Everybody has a unique relationship to money.


The way money was talked about in your household,

The way you learned to save or to spend,

The story you held in what you believed money to be for you.

All of these are beautiful regardless of any pain within them, because they led to the now.


And NOW, its time to update your relationship to money.


Money is neither good nor bad, so it should not be the object you seek nor should it be the object you are in staunch opposition to.



For the more spiritually eastern,

Holding tension around the exchange of money for your creative services is only limiting your ability to be sustained in your creation.

This more deeply means that you are limiting the potential of how the world can be impacted.



A shitty relationship to money robs you of the life that you want to life, but more importantly robs others of the impact that you could be having on them.

A healthy relationship to money leads to less tension around money which lends itself gradually to a healthier flow of money which gives more time and space for you to devote more time and energy to doing the work that impacts others.


Do the world a favor,

And dive deep into where your relationship to money is limiting your expression.


4. If you don’t want to use social media, don’t use social media.

I’ve been a little entrepreneur since I was 13.

I sold tie-dye shirts after school to my friends. I didn’t even have phone.


Then at 15, I made my first surfboard.

Within a week , two people whom surfed the spot I surfed both wanted boards.

I didn’t even have their phone numbers. Next time I saw them they each paid me $200 for materials and two weeks later I threw the boards in my car and went surfing.


They were in my car for two days before I saw them,

We all surfed together and the next time we surfed, they paid me.

I ran that business for 5 years purely by word of mouth.

Psychologically Unemployable : 5 Lessons from a Self-Employed Architect.

In that time I had made an Instagram, but resisted it so deeply and in fact despised it.

I had many insecurities around being seen in a way that wasn’t in the physical here and now. I never marketed there and I deleted my account when I was 18.


I went to architecture school and still made surfboards, all from just meeting people in the water.

During that time, I got into furniture design and especially welding and fabrication.


When I was 22, I went to visit my parents down the coast and saw an old buddy surfing one day.

We got to talking and he had been fabricating architectural metals and needed help with a big project.
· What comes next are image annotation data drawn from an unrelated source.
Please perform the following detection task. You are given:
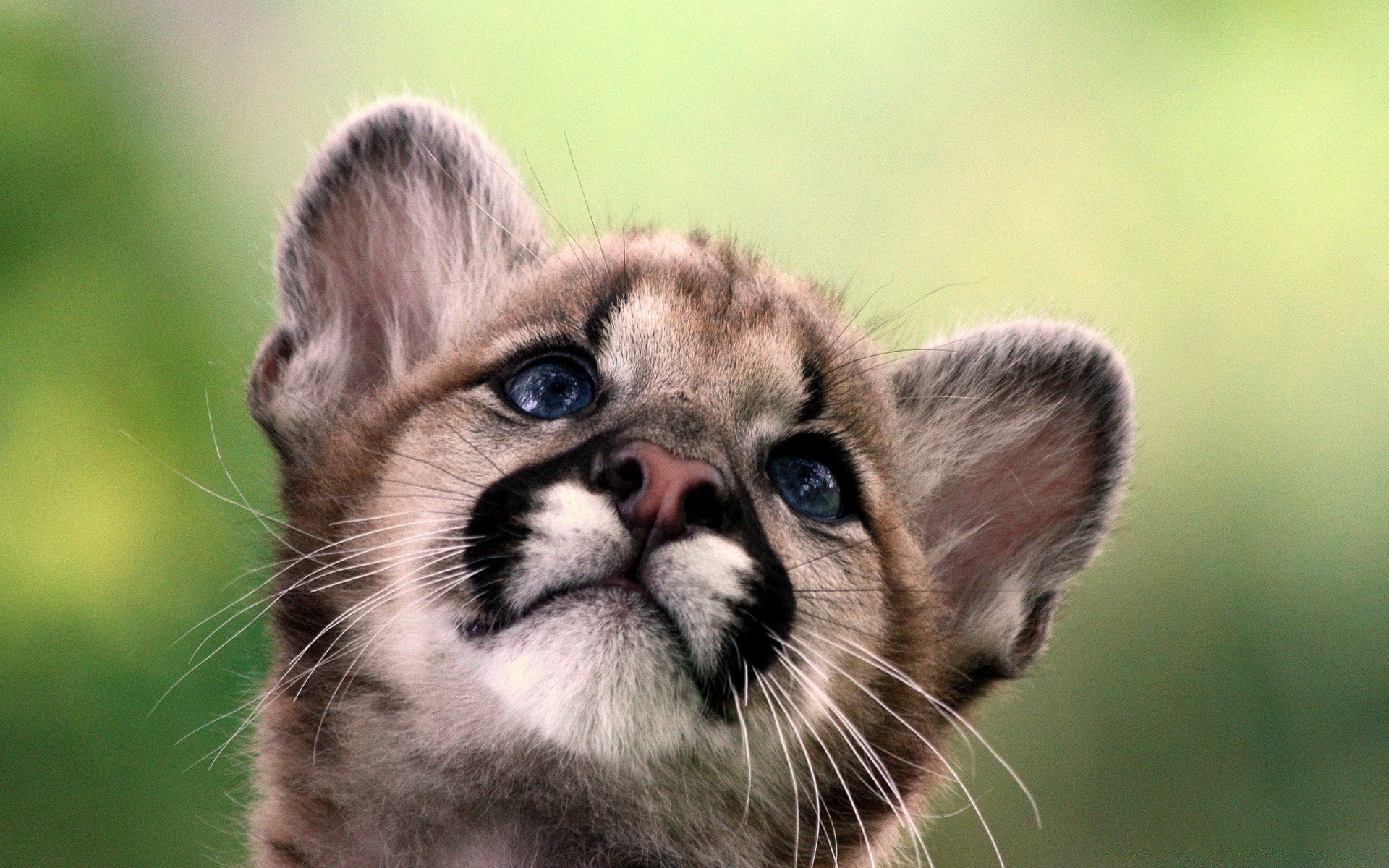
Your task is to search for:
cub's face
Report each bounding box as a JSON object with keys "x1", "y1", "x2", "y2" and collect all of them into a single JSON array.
[
  {"x1": 252, "y1": 103, "x2": 1132, "y2": 864},
  {"x1": 362, "y1": 245, "x2": 900, "y2": 755}
]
A few months later, we spent two weeks together fabricating furniture and architectural elements for a brewery.


To celebrate, I went surfing in Malibu for a few days.

I met a guy there who designed furniture and we connected and exchanged phone numbers.

I got paid from the big project an amount that seemed like a lot to me at the time just as my last quarter of my architectural thesis started.

I was shocked that I could make money doing projects like that before I even graduated.

Days later,

Fear was illuminated within the minds of many across the world, but I got a call from Malibu.

It was a potential collaboration to design and build a backyard structure.

But It required me to move to a place I had never been, and go all in with someone I barely knew. I was living in a van so that part was easy for me.



I called my lover,

Thought about it a bit,

Then just committed.

No Instagram necessary.


So I moved, bought the best welder I could afford and the shittiest metal cutting saw I could find on craigslist.

Did the project, yada yada yada, too much to tell.

I Moved back to the promise land and needed money.

So, I made a minimalist flyer with a picture of a piece of furniture and my phone number and slapped at the very small local coffee shop.

Slowly but surely I got projects, just from one flyer in a small beach town.


I made a new Instagram, released my resistance and tried that whole thing.

It went, and it was not that it wasn’t particularly working for me, rather it was that after releasing the tension I had around using social platforms, I just realized that it didn’t matter for me.



I could have made it work that way with the right neutral relationship to it just the same as I made the way I had been doing business thus far work for me.

You have to try new things, especially the things you resist, but you don’t need create convictions that your way of business must be a certain way.


Do more of what works for you, and try more of what you haven’t tried yet.

But please,

For the love of God, do not say you need Social Media.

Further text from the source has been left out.